In the Polaris Top Sector project, among others, opportunities for large-scale application of vertical semi-transparent double-sided solar panels were explored. According to TNO’s Bas van Aken, these are big.
Bas van Aken is one of the speakers at Sunday, the largest one-day event for the solar energy sector in the Netherlands. This year, this meeting will take place on June 8 at ‘t Spant in Bussum and is organized by Holland Solar, TKI Urban Energy, TNO, Solliance and NWO. Van Aken is a scientist specializing in TNO, whose field of activity is large solar power systems on Earth. In this context, he also focuses on photovoltaic agriculture; Solar installations that leave room for agricultural activities.

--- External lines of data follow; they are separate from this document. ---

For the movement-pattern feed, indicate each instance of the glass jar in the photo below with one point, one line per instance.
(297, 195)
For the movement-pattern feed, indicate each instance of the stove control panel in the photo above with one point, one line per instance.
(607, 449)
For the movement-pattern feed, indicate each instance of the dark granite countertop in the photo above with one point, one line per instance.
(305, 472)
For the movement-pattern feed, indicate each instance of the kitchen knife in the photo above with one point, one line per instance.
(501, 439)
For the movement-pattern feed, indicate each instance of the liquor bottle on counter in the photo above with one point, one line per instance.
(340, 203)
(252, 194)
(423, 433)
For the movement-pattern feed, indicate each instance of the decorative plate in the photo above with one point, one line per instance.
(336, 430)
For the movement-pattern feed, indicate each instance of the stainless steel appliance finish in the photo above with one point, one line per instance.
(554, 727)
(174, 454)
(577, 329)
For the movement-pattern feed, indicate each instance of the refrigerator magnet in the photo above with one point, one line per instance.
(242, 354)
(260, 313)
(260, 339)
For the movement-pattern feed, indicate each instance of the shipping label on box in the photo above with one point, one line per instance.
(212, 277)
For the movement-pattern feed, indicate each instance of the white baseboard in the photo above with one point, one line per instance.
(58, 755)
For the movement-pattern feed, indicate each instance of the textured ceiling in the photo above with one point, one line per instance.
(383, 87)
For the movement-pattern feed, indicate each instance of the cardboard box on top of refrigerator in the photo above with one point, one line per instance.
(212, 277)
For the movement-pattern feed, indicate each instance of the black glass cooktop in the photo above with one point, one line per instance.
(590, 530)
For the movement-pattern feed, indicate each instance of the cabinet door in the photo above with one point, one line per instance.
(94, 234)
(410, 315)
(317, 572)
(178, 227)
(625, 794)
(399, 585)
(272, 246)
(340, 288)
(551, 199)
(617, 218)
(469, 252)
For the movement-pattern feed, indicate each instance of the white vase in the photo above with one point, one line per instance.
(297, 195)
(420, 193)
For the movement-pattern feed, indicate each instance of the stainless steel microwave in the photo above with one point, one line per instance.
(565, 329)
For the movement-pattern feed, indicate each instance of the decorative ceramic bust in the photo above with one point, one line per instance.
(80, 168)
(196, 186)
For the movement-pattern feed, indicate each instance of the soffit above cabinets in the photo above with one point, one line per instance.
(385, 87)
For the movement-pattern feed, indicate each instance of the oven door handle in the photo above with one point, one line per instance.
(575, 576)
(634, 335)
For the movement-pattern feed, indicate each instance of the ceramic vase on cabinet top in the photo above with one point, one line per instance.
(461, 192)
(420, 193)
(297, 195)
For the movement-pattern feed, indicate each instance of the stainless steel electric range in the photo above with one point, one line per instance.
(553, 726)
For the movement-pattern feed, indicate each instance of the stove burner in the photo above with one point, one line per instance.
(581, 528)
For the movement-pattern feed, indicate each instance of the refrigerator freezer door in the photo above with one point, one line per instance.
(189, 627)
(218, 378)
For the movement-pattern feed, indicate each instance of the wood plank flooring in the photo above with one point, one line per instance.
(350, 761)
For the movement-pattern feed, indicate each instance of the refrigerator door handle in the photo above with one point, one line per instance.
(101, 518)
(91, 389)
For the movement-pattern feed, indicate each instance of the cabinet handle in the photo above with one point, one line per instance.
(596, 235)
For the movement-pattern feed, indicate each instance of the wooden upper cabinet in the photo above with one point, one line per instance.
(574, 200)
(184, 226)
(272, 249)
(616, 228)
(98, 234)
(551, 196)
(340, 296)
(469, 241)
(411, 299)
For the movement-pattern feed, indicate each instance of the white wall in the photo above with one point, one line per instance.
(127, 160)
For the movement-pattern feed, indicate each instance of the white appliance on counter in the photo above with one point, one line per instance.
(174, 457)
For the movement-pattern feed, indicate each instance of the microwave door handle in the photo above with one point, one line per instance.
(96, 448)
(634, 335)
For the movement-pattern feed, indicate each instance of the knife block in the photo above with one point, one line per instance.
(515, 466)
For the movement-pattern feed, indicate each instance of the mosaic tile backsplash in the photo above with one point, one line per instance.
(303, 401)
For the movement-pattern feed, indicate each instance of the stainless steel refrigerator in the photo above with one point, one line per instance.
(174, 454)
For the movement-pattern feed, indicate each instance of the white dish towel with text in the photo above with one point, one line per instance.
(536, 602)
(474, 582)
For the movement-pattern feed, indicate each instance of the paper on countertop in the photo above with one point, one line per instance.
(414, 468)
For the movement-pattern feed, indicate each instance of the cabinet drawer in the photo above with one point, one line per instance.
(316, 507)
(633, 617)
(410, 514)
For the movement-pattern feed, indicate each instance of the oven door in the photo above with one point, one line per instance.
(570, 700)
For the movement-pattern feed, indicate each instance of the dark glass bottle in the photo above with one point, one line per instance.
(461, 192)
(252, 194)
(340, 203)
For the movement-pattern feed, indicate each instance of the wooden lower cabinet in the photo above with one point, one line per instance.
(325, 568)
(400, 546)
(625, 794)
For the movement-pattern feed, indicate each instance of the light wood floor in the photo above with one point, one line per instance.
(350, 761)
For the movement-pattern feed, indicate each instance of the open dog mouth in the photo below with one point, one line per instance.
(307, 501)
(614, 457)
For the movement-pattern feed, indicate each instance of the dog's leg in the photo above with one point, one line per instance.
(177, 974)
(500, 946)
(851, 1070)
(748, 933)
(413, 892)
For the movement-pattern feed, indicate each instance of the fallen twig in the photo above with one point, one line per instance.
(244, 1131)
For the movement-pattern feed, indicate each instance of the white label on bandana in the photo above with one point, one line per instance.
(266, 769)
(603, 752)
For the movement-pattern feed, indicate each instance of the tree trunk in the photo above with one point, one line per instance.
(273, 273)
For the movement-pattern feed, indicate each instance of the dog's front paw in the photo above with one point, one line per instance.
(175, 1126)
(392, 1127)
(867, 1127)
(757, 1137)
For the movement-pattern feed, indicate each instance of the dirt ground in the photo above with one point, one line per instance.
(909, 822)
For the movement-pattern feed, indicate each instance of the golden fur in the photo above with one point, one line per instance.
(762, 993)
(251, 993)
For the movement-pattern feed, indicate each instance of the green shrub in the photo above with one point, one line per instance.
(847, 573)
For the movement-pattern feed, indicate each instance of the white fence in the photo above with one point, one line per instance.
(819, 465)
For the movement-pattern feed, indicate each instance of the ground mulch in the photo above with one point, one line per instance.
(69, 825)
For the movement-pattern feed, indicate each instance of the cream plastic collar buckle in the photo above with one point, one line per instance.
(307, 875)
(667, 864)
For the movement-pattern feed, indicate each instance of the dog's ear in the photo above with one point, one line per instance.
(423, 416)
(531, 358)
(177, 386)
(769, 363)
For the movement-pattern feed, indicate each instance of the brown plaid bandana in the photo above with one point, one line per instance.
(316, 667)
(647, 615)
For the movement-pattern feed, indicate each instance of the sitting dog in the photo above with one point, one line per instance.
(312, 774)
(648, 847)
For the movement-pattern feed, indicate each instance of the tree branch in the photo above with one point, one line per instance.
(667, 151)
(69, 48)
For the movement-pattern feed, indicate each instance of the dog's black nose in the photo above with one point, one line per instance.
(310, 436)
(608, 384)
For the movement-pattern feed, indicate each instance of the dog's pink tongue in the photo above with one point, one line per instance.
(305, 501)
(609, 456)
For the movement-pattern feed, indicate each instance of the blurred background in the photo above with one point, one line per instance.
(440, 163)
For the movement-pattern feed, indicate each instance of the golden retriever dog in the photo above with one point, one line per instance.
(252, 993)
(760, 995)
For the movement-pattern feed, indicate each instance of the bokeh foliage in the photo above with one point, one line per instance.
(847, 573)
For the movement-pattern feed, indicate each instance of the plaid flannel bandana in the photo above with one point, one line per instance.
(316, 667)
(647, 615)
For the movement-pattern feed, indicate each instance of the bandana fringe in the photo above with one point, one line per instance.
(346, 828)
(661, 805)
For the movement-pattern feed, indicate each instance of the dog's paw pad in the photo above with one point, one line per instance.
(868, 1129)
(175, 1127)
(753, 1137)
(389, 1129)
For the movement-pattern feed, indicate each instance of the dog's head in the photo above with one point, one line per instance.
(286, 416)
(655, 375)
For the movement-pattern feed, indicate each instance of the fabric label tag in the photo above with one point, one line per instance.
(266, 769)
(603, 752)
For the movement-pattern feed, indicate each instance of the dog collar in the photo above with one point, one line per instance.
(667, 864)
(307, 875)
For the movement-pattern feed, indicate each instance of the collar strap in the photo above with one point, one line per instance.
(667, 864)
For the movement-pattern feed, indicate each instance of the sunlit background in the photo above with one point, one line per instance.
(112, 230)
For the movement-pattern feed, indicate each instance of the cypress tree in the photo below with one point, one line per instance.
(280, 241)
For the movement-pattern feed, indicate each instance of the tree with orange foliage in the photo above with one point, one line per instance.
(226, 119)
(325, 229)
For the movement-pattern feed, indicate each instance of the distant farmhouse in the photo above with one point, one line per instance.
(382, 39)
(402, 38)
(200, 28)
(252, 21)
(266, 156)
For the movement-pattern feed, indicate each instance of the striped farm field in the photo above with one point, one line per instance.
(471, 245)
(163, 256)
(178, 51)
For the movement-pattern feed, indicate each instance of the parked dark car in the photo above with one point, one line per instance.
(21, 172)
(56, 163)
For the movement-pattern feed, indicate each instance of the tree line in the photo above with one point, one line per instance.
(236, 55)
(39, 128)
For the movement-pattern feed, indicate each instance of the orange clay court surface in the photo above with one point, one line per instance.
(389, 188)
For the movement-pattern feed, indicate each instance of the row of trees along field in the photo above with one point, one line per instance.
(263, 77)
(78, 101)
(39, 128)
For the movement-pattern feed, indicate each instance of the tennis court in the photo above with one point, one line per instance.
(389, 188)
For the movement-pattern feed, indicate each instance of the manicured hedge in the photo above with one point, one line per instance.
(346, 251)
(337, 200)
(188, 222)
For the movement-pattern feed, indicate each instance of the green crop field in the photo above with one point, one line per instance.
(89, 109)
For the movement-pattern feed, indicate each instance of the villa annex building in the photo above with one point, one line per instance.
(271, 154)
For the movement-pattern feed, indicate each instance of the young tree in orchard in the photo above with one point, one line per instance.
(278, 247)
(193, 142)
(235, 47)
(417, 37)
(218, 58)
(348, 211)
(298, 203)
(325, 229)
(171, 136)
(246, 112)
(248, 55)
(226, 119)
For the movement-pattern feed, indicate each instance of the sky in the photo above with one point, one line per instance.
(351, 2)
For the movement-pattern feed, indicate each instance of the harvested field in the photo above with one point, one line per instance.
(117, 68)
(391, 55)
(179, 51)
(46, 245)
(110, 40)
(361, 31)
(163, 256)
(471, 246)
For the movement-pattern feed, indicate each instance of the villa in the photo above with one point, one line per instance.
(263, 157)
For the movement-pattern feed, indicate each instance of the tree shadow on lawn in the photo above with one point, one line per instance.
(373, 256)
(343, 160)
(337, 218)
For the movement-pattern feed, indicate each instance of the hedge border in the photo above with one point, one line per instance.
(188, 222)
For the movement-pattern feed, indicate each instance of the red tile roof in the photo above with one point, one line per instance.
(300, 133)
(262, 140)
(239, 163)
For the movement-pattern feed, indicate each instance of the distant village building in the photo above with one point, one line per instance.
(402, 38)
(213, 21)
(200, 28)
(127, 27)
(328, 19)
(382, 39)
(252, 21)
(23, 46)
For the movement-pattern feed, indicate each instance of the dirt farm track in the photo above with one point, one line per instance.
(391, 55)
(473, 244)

“It is not without reason that these systems are considered a technology that could mean a lot to our energy transmission,” says van Aken. This certainly applies to the Netherlands, where space is limited and agriculture is intensive. The agricultural sector is of great importance to us, as is the deployment of solar panels. Abandoning both is undesirable. So it is a good idea to combine these functions. This is also very possible as more and more technical solutions are being developed. Holland is not indifferent to this. In that context, I will be sharing the results of Polaris on Sunday.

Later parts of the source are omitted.